Nearly 3,500 council housing units are vacant for a month or more across Ireland.

Housing charities have called on the Government to address the problem of boarded up and vacant social housing units.

The figures obtained by RTÉ's Morning Ireland were of city and council vacancy rates from across the country.

Many of these county councils cited lack of funding and the need for major refurbishment as the reasons for the housing units being vacant.

On a percentage basis, the worst affected areas are Limerick and Cavan where over 8% of council homes have been vacant for one or more months.

In Mayo and Sligo the figure is just over 7%, in Longford it is nearly 5% while in Cork it is over 4%.

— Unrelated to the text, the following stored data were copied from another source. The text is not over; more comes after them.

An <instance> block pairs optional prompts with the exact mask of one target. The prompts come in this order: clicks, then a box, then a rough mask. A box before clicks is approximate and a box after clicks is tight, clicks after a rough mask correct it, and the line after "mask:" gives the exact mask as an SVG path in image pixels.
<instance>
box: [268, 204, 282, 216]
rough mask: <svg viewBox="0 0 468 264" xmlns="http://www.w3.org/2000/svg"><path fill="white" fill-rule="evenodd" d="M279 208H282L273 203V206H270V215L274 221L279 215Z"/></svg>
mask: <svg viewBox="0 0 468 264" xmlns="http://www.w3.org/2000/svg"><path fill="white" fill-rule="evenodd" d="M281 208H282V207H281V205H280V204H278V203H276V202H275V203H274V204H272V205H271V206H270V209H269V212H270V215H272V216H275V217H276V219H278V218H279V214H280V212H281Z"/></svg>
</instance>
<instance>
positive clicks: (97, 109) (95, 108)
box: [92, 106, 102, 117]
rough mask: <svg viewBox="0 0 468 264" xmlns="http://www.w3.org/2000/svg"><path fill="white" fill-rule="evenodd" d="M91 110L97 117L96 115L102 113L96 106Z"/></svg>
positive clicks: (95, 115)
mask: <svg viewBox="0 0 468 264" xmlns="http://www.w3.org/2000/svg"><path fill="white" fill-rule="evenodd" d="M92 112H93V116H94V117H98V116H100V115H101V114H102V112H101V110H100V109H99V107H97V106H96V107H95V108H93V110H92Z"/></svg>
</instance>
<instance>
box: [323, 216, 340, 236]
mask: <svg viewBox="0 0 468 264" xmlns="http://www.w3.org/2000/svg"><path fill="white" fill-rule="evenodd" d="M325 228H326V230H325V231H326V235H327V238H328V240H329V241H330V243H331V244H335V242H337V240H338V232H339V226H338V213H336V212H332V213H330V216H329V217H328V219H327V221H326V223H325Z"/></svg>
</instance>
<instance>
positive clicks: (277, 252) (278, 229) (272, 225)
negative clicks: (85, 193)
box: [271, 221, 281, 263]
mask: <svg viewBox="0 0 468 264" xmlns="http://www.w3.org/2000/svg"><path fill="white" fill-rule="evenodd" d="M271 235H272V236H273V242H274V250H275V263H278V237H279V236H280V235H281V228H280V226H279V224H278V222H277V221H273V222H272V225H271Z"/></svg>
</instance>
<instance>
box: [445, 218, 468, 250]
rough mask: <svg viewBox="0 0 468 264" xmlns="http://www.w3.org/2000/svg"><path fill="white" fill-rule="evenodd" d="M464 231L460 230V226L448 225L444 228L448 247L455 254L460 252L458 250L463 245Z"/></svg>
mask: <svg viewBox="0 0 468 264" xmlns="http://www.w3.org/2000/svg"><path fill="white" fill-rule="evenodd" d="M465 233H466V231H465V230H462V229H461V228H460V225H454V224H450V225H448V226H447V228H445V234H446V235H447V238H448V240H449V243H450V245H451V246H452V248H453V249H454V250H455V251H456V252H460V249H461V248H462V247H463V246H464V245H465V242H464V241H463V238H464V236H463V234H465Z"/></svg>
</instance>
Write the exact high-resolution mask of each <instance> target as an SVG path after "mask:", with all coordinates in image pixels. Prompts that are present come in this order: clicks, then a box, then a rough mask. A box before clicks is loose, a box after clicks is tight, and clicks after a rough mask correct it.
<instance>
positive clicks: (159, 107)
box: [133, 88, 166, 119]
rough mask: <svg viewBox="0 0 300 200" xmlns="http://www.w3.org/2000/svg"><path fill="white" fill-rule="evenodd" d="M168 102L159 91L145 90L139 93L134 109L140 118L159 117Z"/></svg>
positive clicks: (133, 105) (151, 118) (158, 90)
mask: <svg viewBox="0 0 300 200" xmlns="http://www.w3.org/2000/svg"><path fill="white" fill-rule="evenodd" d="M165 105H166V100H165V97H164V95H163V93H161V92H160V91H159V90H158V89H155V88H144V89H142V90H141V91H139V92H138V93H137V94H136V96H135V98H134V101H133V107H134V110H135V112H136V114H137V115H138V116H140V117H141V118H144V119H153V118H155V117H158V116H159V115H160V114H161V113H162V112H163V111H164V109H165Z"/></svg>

Over 600 empty council housing units are vacant in Dublin, which is just 1.5% of the housing stock, half of which have been empty for three months or more. 

Homeless charity Focus Ireland has described the amount of vacant and boarded up council houses across the country as a "scandal".

Meanwhile, figures from the Department of Social Protection show that the Government spent €422 million last year on rent supplements for private rented accommodation.  

Govt applying for €100m EU structural funding

Minister of State with special responsibility for Housing and Planning Jan O'Sullivan has said the issue of long-term vacant houses is being addressed as a matter of urgency.

Ms O'Sullivan said some of the houses need significant work before they can be given to anyone.

€15m has been allocated in the Budget to improve social housing and she said she is keen that work on those houses is completed as soon as possible.

She said a construction programme has also begun.

The Government is applying for an EU structural fund worth around €100m.

Ms O'Sullivan said she was working to solve the problem of empty houses.

She said: "We will develop a construction programme over the years. We're starting it this year but while we ramp that up, and it takes about two years to develop a housing estate, we cannot have people simply waiting for housing so we have to use what's available in the private sector in the meantime.

"As we gradually build up the public construction programme, then I certainly expect that will certainly take over some of the demand that's there."

Simon Brooke of Clúid Housing Association, one of the country’s largest housing associations, said some of the social housing stock is in need of serious repairs, but local authorities do not have the money to carry out the work.

He said: "One of the reasons why they are long-term empty is that they have serious repairs problems.

"Local authorities have simply run out of money, so many local authorities are well aware of the problems they have but they don't have money to carry out the repairs."

Mr Brooke estimated that if households that were currently getting rent supplement to rent in the private sector could be housed in those vacant properties, it would save in the region of €20 million a year.